2
votes

I have a relatively small table (~50k rows). When I select all records, it takes a ~40s. The table has 3 JSONB columns. When I select every column except for the JSONBs, the query takes ~700ms.

If I add in just one of the JSONB fields, the query time jumps to nearly 10s.

I'm never using a where clause referencing something inside the JSONB, just selecting *. Even so, I tried adding GIN indexes because I saw them frequently mentioned as a performance booster for JSONB.

I've ran a full vacuum.

Postgres version 9.6

 explain (analyze, buffers) select * from message;
   Seq Scan on message  (cost=0.00..5541.69 rows=52969 width=834) (actual 
   time=1.736..116.183 rows=52969 loops=1)
     Buffers: shared hit=64 read=4948
   Planning time: 0.151 ms
   Execution time: 133.555 ms
1

1 Answers

5
votes

Jsonb is PostgreSQL varlena data type - that means so when the value is longer than 2KB, then it is stored in auxiliary table (named TOAST table). A pointer to TOAST table is stored in main table. So when you don't touch Jsonb column, then this value is not read.

GIN index doesn't help in this case. It helps just for searching.

10sec on 50K values is long time - maybe your Jsonb values are pretty long, or your IO system doesn't perform well. Please, check size of your table, and check the performance of your IO. The cheap cloud machines usually has terrible IO.
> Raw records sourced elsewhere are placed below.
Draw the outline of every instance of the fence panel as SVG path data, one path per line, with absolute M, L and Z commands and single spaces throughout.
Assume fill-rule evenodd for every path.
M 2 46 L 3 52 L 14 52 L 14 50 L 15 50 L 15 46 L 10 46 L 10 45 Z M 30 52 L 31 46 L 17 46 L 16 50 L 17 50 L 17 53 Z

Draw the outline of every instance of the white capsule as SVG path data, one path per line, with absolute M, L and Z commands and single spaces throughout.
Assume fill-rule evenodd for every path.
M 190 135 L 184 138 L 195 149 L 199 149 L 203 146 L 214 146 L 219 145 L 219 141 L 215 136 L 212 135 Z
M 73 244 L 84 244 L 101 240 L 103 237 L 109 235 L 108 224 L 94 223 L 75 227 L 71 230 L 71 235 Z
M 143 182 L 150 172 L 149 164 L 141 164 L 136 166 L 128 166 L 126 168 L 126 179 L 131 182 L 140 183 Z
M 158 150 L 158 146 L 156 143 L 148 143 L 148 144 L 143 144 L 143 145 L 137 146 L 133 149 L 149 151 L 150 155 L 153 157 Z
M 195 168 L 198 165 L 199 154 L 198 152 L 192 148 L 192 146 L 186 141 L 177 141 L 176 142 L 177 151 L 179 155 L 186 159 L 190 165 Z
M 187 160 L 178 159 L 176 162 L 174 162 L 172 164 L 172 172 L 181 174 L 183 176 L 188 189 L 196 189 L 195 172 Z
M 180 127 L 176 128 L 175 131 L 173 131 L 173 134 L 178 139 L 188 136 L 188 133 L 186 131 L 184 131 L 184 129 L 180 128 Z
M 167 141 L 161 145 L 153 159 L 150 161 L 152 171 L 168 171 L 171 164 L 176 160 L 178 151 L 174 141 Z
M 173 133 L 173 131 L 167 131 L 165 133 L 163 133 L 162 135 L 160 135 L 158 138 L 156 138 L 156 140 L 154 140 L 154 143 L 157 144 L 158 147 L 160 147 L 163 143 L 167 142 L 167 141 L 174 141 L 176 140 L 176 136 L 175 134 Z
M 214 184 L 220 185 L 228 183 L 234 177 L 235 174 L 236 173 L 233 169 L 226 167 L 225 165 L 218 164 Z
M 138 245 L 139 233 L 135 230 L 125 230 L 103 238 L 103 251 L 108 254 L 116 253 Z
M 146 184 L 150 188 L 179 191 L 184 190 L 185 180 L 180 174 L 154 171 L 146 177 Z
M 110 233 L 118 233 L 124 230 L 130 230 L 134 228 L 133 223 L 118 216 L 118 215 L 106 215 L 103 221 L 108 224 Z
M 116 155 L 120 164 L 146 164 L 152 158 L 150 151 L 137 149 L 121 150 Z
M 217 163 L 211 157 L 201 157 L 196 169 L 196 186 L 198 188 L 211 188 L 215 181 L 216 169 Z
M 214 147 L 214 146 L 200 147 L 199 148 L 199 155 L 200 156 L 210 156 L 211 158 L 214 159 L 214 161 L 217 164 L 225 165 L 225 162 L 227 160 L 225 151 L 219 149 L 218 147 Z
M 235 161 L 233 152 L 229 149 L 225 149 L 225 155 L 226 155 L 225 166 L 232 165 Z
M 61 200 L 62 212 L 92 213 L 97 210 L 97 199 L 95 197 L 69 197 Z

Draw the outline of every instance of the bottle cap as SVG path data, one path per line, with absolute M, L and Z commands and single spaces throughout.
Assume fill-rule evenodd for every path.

Another possible reason of slowdown is a complexity of Jsonb data type. Jsonb is serialized tree of json sub objects. If you don't need some special features of Jsonb data type, then use JSON data type. This is just test (JSON format is checked on input only). The output of JSONB is faster than Jsonb, because JSON is internally text, and there are not any operations necessary. Output of Jsonb should be serialized, what is more expensive.